I do it all the time, whatvere car/truck or motorcycle I have gets synthetic oil put in. Never any additives... I have never had a problem. Except one truck I had to put valve cover gaskets it on it...if you want to use dino oil, that is fine...but quit with the addatives...



http://www.bobistheoilguy.com/images/lucas/lucas.htm

http://www.bobistheoilguy.com/


----------



## MALCO.New.York (Feb 27, 2008)

http://www.samarins.com/maintenance/engmain.html

http://autos.aol.com/article/general/v2/_a/oil-change-options/20061204135009990001

http://www.econofix.com/oiltypes.html


----------



## MALCO.New.York (Feb 27, 2008)

TBFGhost said:


> http://www.bobistheoilguy.com/images/lucas/lucas.htm
> http://www.bobistheoilguy.com/



Completely flawed/biased test.

Try running Delo or Delvac in YOUR vehicle and see just how Lovely your lifters sound. 

The data is skewed.


----------



## TBFGhost (Oct 9, 2008)

How is that data skewed? The fact of the matter remains Lucas increases the foaming rate quite alot...I am not sure what your point of the links where you posted. Not only did the foaming go up in the motor, but also the diff oil.

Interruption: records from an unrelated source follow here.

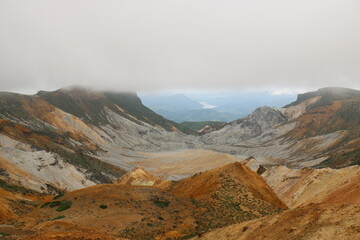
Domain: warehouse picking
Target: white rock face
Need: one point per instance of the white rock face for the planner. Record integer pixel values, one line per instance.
(43, 167)
(261, 120)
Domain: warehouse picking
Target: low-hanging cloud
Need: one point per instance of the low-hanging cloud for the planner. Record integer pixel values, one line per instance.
(143, 45)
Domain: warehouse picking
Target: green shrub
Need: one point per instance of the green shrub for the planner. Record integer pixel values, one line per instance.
(103, 206)
(64, 205)
(161, 204)
(59, 217)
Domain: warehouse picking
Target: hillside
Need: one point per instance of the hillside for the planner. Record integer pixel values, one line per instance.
(73, 138)
(299, 187)
(134, 208)
(331, 221)
(320, 129)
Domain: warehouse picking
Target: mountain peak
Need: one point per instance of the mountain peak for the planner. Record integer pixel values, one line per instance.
(139, 177)
(327, 94)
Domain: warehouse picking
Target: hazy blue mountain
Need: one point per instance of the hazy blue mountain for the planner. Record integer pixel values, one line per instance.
(211, 106)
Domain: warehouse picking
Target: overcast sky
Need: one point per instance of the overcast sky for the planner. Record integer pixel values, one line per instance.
(149, 45)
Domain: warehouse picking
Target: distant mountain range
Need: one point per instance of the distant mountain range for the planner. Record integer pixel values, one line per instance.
(66, 156)
(210, 106)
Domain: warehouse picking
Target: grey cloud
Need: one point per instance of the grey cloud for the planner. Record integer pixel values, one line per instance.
(145, 45)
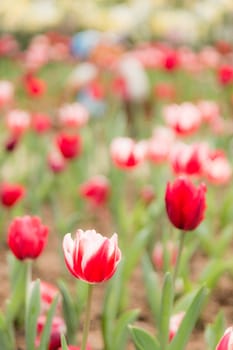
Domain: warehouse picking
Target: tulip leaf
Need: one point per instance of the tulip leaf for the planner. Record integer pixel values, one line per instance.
(121, 330)
(69, 312)
(45, 336)
(6, 334)
(182, 336)
(18, 287)
(64, 345)
(214, 332)
(32, 313)
(143, 340)
(165, 310)
(152, 287)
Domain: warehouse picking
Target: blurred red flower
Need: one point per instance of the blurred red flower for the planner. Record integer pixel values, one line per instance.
(69, 145)
(27, 237)
(10, 194)
(34, 86)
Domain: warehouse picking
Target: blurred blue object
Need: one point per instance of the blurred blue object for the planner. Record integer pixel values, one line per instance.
(84, 42)
(96, 107)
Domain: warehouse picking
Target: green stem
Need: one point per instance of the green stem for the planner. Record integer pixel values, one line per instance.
(180, 248)
(88, 318)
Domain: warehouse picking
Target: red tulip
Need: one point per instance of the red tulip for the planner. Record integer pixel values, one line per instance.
(58, 328)
(95, 190)
(69, 145)
(56, 162)
(27, 237)
(90, 256)
(226, 342)
(6, 92)
(185, 203)
(18, 121)
(11, 194)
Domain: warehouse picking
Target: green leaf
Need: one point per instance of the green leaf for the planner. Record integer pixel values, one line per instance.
(69, 312)
(64, 345)
(17, 299)
(32, 313)
(215, 331)
(6, 334)
(165, 310)
(143, 340)
(152, 286)
(182, 336)
(121, 329)
(45, 336)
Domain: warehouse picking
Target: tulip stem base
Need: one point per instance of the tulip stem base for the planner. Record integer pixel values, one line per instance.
(180, 249)
(87, 318)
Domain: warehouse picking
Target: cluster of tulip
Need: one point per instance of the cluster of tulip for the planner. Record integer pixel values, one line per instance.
(134, 141)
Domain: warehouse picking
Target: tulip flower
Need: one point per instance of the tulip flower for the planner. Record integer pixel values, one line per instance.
(34, 86)
(185, 203)
(18, 121)
(6, 92)
(11, 194)
(69, 145)
(56, 162)
(184, 119)
(58, 328)
(90, 256)
(27, 237)
(96, 190)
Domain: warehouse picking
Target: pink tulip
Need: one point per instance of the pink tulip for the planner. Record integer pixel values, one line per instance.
(73, 115)
(27, 237)
(90, 256)
(184, 119)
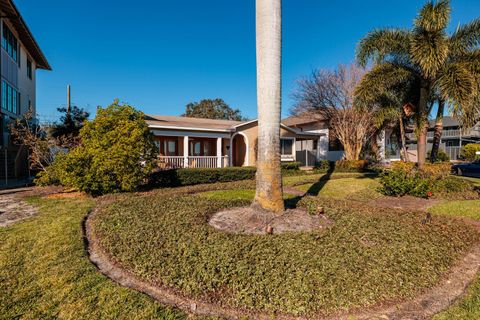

...I fully understand the whole synth vs dino oil debate and I don't agree with the dino lover argument. The whole synth oil is thinner debate is an un-informed guess fueled by the same people who promote Lucas. As stated in your own link, the guy changed from synth to a "fuller bodied" semi synth, so he upped the viscosity of the oil...that skews his data...that changes it all together making his point mean nothing...he could have just upped the viscosity on his synth oil and had the same effect. 

Also it is far synth oil is far cheaper in the long run. at 175k miles, my motor is strong, with 10,000 mile oil changes, i use less oil (by changing it less), I pollute the enviorment less (altho I recycle it anyway...but some people still don't, and most just throw the filters away), and M1 is about twice the cost...I would have gone through 3 and 1/3 oil changes if I did dino oil at 3K miles...as weill as 3 1/3 filters. 

Now this one is a long shot, but all the oil comes from the same basic place right?? If everyone ran extended drain intervals, and my 10,000 mile change interval is modest, we would consume less oil as a nation...no? Think about it on a nation level.

I only go through 2 filters and 6 quarts in 10,000 miles, not 20 quarts and four filters...yes, it burns a a quart in 10,000 miles. That is also less downtime on the truck. :thumbsup:


And as far as lucas....
"if it was that great it would come in the oil from the manufacture"
Nuff Said....


----------



## MALCO.New.York (Feb 27, 2008)

My Final reply.....

Have you ever used Lucas? If so, how long?

My point is, do you have ANY Empirical Data?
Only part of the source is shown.